Saverio Merlo è tra i 55 indagati dell’operazione “Rimpiazzo” che il 9 aprile scorso ha disarticolato la cosca promossa e capeggiata da Nazzareno Fiorillo, Salvatore Giuseppe Galati, Michele Fiorillo, Rosario Battaglia, Rosario Fiorillo, Raffaele Moscato e Giovanni Battaglia. La locale di Piscopio, bene armata e male intenzionata, aveva lo scopo – stando alle indagini condotte dalle squadre mobili di Vibo e Catanzaro e coordinate dalla Dda di Catanzaro – di rimpiazzare la potente e ramificata cosca dei Mancuso, spodestandola da tutti gli affari illeciti nel territorio da Vibo a Longobardi, Bivona e Porto Salvo.

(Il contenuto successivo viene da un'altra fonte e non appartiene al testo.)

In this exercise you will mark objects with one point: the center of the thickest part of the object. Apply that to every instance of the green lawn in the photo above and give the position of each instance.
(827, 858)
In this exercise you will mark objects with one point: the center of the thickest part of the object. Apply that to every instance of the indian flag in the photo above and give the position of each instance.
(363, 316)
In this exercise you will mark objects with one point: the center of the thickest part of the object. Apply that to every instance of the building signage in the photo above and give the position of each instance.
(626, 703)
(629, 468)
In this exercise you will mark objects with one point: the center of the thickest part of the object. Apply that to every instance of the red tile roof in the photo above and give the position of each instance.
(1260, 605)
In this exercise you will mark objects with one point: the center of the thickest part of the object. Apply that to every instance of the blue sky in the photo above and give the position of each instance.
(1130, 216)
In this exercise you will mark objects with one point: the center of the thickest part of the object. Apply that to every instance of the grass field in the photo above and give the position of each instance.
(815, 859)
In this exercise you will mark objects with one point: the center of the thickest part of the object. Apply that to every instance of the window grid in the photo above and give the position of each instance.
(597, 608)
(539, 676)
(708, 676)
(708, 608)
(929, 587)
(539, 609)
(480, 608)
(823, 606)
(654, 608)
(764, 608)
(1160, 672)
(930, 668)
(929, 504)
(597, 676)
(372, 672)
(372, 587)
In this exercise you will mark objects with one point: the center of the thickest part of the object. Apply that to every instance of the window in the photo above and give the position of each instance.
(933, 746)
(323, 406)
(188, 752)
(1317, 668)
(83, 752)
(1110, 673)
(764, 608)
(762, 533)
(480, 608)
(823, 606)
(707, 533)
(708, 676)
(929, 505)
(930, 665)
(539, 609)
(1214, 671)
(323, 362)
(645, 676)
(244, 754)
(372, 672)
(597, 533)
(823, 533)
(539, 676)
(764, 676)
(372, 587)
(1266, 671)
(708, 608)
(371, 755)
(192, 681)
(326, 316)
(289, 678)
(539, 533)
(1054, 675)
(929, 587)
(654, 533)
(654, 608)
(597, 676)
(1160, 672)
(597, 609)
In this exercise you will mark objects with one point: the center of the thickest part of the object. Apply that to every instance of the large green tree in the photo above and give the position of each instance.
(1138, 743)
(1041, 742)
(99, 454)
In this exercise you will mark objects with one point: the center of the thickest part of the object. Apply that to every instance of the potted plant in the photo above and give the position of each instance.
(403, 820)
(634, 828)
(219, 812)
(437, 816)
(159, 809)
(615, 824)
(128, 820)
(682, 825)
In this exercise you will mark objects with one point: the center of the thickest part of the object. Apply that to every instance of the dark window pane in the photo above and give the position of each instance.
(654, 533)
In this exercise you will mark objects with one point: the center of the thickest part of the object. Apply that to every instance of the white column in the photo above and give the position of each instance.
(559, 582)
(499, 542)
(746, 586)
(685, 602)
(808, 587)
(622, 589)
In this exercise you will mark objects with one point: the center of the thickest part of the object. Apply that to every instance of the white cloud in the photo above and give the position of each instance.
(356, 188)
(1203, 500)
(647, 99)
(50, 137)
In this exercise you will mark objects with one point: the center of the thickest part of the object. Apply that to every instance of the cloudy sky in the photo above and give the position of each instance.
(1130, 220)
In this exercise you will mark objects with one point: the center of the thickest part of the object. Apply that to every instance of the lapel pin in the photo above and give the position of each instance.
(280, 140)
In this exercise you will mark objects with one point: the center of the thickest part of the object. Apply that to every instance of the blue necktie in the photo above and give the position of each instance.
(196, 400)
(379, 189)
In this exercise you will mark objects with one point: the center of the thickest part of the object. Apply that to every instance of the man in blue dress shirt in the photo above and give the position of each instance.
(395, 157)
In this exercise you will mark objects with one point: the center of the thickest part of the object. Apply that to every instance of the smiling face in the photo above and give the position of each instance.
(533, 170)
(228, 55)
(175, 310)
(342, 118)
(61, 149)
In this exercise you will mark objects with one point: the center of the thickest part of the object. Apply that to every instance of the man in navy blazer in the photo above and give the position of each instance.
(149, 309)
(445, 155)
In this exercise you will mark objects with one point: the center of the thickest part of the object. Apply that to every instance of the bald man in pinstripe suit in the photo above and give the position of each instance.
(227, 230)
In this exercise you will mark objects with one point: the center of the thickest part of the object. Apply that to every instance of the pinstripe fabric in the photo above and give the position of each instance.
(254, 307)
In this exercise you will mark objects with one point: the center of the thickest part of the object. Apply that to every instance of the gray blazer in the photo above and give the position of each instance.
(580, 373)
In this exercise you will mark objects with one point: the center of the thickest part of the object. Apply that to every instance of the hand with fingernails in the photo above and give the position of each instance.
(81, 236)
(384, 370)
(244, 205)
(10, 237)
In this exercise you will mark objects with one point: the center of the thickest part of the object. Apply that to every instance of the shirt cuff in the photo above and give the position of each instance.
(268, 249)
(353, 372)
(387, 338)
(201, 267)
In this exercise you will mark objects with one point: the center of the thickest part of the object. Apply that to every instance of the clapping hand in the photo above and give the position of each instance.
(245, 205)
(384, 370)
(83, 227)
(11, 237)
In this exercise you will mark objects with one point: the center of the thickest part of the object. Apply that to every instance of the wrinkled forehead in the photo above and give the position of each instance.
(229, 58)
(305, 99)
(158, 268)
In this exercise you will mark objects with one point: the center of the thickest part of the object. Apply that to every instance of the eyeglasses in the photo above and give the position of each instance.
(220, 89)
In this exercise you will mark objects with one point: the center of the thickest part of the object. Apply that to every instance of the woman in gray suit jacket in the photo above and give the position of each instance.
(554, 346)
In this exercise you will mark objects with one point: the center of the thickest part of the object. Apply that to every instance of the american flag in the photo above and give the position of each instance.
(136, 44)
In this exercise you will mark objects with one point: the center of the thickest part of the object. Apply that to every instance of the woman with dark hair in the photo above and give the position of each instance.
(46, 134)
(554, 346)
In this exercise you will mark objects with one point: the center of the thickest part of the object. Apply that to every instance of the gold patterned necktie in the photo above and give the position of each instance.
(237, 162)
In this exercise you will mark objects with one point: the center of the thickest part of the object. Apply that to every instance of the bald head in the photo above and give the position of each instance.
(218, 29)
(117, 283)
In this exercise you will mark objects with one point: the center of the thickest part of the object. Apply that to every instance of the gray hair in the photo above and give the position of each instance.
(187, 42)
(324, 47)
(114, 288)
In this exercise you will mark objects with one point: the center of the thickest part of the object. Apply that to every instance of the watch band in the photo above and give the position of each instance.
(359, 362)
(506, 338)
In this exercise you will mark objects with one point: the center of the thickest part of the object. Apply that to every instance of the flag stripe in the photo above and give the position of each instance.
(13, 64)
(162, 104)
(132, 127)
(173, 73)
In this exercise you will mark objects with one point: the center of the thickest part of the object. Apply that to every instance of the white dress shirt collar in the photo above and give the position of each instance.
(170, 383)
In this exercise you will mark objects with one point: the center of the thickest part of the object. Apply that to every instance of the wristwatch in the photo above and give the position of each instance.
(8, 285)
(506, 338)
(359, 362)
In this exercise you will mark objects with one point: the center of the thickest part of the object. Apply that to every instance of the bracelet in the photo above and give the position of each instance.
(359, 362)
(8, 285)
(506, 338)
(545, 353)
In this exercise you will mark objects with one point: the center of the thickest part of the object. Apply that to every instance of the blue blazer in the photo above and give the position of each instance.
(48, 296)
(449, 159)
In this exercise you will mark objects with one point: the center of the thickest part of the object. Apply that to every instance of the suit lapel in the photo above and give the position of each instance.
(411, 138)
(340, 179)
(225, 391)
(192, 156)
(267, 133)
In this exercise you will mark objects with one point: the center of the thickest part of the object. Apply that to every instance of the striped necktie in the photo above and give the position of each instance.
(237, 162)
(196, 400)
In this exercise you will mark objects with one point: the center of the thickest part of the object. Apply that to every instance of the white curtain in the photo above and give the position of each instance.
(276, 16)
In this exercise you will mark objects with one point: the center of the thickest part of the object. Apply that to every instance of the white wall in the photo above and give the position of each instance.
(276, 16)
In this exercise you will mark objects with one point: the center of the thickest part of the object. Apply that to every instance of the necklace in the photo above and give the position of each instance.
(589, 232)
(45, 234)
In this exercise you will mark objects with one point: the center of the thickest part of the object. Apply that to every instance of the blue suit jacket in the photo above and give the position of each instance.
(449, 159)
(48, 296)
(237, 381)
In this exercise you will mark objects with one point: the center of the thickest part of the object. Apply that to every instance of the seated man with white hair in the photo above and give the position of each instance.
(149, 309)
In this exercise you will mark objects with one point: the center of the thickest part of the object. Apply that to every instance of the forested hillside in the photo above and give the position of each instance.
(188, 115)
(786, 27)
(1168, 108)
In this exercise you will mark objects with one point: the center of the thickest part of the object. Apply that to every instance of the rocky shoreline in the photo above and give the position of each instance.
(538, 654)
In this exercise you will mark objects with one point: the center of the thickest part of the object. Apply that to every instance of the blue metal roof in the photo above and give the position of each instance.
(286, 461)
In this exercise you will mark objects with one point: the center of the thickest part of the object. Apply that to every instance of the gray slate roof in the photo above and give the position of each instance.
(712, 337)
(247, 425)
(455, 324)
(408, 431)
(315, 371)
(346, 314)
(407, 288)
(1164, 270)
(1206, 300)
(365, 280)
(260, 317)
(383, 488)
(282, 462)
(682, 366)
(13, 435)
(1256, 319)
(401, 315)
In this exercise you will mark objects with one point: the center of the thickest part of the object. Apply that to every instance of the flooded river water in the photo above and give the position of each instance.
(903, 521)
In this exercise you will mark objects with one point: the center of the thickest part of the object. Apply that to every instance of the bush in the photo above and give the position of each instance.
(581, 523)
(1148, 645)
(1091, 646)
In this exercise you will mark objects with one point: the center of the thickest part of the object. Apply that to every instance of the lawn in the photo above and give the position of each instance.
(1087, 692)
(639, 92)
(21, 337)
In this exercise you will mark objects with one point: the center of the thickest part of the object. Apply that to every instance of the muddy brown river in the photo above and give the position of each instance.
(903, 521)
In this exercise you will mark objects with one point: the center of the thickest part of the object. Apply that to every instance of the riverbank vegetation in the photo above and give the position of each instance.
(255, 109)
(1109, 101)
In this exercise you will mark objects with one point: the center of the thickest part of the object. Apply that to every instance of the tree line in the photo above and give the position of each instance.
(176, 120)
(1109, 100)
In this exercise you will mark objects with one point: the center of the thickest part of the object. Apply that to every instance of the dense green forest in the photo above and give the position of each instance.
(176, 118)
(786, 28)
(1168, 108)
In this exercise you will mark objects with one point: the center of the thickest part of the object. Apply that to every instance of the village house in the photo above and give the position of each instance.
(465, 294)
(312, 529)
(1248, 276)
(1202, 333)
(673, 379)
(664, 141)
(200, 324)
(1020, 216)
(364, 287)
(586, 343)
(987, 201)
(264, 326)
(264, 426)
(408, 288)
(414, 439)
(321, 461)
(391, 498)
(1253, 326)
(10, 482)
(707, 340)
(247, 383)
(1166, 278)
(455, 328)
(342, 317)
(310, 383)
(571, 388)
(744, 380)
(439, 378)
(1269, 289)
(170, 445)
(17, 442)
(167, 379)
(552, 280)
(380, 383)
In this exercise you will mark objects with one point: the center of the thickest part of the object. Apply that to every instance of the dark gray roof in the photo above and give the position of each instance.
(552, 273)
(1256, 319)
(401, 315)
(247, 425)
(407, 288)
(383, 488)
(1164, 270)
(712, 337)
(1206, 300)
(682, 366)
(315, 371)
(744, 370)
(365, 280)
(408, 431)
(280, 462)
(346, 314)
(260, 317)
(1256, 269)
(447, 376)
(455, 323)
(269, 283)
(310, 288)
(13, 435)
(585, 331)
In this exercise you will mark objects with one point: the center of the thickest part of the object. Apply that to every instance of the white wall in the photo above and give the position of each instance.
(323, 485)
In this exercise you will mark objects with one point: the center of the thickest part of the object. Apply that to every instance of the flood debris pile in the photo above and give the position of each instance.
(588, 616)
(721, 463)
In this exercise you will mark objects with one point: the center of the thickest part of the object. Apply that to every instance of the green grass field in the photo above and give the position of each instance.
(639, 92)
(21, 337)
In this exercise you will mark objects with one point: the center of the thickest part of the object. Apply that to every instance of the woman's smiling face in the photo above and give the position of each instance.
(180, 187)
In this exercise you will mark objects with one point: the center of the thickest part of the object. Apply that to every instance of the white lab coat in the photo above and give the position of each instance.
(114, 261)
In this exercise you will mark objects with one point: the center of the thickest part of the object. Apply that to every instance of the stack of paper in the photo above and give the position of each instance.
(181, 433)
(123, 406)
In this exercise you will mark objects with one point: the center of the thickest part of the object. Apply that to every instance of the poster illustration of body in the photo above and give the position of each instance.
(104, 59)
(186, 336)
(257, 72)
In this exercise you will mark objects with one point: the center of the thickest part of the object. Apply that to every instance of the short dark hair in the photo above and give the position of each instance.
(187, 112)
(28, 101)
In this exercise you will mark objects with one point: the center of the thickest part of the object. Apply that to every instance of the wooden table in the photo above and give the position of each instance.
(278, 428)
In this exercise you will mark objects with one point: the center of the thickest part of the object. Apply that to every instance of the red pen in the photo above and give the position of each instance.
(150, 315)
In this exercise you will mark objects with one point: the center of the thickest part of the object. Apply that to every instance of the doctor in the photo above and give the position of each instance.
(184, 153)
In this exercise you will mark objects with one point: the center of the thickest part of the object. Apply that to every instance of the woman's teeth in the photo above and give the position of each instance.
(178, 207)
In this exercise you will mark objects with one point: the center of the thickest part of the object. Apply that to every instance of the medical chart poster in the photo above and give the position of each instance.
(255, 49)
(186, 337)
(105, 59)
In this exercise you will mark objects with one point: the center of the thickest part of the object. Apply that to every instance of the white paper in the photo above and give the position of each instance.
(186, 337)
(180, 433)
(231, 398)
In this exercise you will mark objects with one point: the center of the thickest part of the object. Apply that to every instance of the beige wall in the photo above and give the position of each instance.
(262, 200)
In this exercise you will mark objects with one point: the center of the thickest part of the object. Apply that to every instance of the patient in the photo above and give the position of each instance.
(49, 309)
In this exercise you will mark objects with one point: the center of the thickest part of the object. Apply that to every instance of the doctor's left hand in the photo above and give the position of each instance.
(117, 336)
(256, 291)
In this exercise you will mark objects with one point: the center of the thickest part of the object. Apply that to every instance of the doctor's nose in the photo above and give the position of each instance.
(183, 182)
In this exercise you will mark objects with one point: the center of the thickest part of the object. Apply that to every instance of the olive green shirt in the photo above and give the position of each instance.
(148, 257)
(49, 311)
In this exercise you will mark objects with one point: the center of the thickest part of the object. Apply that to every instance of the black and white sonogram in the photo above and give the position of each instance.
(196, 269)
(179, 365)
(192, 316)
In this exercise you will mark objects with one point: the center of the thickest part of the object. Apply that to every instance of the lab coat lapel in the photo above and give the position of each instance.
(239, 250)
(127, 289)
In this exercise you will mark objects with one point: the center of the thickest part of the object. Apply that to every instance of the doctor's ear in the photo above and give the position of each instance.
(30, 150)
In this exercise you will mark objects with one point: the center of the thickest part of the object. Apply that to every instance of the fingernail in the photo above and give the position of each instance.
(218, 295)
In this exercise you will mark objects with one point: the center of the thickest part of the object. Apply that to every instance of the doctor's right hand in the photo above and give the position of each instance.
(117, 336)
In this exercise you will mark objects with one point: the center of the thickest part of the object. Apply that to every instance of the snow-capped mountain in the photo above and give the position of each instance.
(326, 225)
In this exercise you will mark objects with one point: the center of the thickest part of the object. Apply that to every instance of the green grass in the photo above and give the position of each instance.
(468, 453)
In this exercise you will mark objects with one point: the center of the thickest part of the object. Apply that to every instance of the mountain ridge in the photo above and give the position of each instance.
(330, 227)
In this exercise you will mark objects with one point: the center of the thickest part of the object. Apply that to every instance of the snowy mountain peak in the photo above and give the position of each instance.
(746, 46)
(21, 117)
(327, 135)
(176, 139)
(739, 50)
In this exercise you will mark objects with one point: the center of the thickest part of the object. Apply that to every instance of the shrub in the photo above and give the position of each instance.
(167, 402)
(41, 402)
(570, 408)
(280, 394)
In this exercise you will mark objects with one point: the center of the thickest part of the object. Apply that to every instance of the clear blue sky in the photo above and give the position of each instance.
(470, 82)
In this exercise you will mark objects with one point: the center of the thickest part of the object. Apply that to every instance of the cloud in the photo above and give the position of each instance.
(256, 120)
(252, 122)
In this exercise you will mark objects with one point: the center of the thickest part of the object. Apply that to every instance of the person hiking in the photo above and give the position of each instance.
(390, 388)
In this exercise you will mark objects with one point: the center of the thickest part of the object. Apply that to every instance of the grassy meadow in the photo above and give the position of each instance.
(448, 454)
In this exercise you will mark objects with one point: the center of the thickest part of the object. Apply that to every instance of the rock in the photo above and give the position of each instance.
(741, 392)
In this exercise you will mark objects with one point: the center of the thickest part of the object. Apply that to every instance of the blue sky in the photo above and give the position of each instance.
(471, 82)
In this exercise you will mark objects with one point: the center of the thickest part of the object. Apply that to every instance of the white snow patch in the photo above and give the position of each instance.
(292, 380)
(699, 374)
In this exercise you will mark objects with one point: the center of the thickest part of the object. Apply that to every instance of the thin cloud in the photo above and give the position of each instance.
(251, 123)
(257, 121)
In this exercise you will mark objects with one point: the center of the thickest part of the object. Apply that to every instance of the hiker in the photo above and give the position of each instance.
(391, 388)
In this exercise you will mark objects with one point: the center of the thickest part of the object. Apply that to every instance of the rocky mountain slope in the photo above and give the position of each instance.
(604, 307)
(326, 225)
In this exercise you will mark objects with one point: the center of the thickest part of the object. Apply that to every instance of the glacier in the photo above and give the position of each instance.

I Piscopisani sapevano di doversi guardare le spalle e che l’aria si sarebbe potuta infuocare in qualsiasi momento. «Nel senso che se succede qualcosa, io ho subito il kalashnikov a disposizione», racconta Moscato.
IL PAESE VEDETTA Dalle parole del pentito, però, è facile capire che la roccaforte dei Piscopisani era un luogo ben sorvegliato e di difficile accesso. La piccola frazione era monitorata da mille occhi, alcuni molto giovani, piccole vedette in giro per il paese. Bastava un volo radente vicino al bar, e poche sillabe, per far rizzare le antenne e tenere quel kalashnikov un poco più vicino.
«Perché a Piscopio, dottore, – dice Moscato – se c’era una volante si sapeva prima, no? Passava sempre qualcuno che faceva sempre i giochi, dice: “una volante”, “una macchina nera”, “una moto”… E passavano dalla piazza. Infatti noi sapevamo di loro in borghese, sapevamo le targhe pure di tutte le Punto in borghese», racconta Moscato ai poliziotti che seguono l’interrogatorio e che insistono a chiedere chi, chi faceva la vedetta, chi avvisava la cosca, chi era stato incaricato. «I ragazzini – risponde il pentito –. Tutti i ragazzini con la moto. Ma pure quelli con la bicicletta, pure uno di 12 anni, tutto il paese, quando succedeva qualcosa: “vedete che c’è la Polizia”, “vedete che c’è questo…”».
«Sì, ma avevate incaricato voi qualcuno in particolare?», chiede la polizia giudiziaria.